È una domanda interessante, e la mia risposta sarebbe che vorrei non ci fossero più guerre, ma ci sono e se proprio deve diventare uno show, che almeno serva a rendere il pubblico consapevole di quanto stia accadendo. Non mi piace che la guerra sia nel mio salotto, ma sono più preoccupato di quanto viene nascosto che di quanto viene mostrato. Se si impedisse alla stampa di fotografare o riprendere i corpi dei soldati morti, quei ragazzi lo sarebbero comunque. Preferisco che il pubblico se ne renda conto, così che possa avere dubbi sulle ragioni della guerra. Quello che sta succedendo in Ucraina è, oggi come allora, un problema di leadership, e le vittime sono da entrambe le parti. E per leadership intendo Putin.

Tornando al film, Zac Efron è perfetto in questo ruolo. Come è arrivato a sceglierlo?

Mi è sempre piaciuto Zac, lo avevo incontrato alcuni anni fa per un progetto che poi non si è mai fatto, ma mi è rimasta impressa la sua apertura mentale, il desiderio di fare qualcosa di completamente diverso rispetto ai suoi lavori precedenti. Molti attori sul set non stanno neanche a sentirti, si perdono nella loro visione del personaggio. Zac ti guarda dritto negli occhi, ti ascolta, fa domande e non ha problemi a mettersi in discussione. L’ho paragonato a John Travolta ai tempi de La febbre del sabato sera.

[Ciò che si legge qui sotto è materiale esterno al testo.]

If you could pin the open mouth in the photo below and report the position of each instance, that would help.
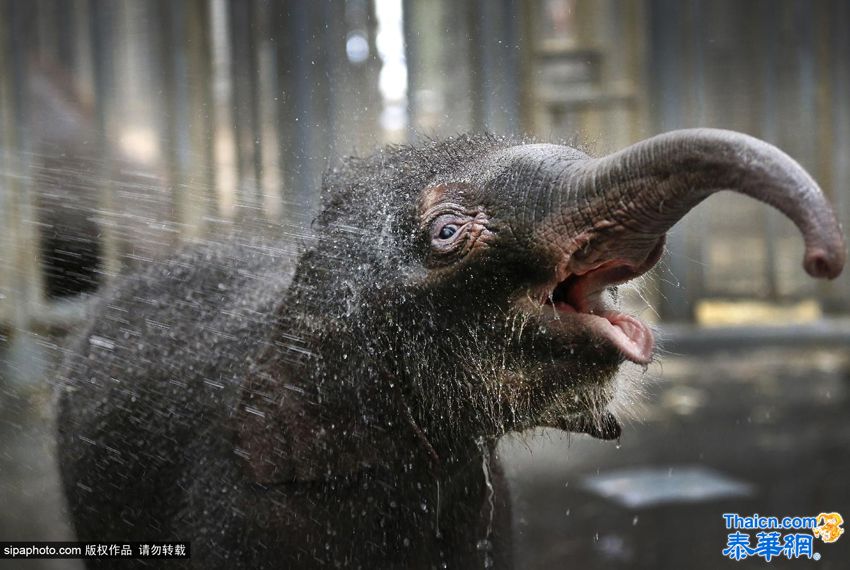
(578, 298)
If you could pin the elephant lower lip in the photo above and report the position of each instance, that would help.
(630, 335)
(578, 298)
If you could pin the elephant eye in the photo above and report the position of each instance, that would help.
(447, 231)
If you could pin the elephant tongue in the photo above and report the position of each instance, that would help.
(627, 333)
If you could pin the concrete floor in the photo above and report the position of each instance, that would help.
(768, 429)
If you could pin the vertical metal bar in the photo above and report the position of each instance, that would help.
(840, 117)
(22, 289)
(100, 23)
(769, 131)
(666, 67)
(202, 173)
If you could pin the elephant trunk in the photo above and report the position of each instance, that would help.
(620, 206)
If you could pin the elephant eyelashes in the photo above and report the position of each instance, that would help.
(447, 231)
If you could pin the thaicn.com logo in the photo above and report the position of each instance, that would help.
(775, 537)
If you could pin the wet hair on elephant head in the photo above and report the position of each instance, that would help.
(344, 412)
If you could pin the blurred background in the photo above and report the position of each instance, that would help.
(128, 127)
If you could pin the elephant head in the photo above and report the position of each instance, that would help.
(473, 279)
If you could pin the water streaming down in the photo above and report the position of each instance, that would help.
(162, 199)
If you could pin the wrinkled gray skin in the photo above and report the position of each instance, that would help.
(339, 414)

Il Vietnam non è più un argomento centrale nel cinema americano. Pensa ci sia il desiderio di dimenticarlo?

Non credo, certamente ci sono stati molti film che raccontavano la guerra e quindi si è arrivati a una saturazione. Una delle cose che mi ha affascinato di questa storia è che la guerra è vista dal punto di vista di un civile che è lì per una ragione e si ritrova a essere spettatore della Storia. Quello che ha imparato Chick mi piacerebbe diventasse una consapevolezza di tutta la nazione.

Ha avuto a disposizione due attori eccezionali, Russell Crowe e Bill Murray. Com’è stato lavorare con loro?

Meraviglioso. Russell è fenomenale, la sua presenza ha aiutato moltissimo Zac. È come giocare a tennis con Djokovic, devi dare il massimo per essere al suo livello e questo è quello che è successo. E lo stesso vale per Bill, sono attori che si concedono tanto ai loro colleghi e amano parlare, con i registi, con gli altri attori, per rendere le cose migliori.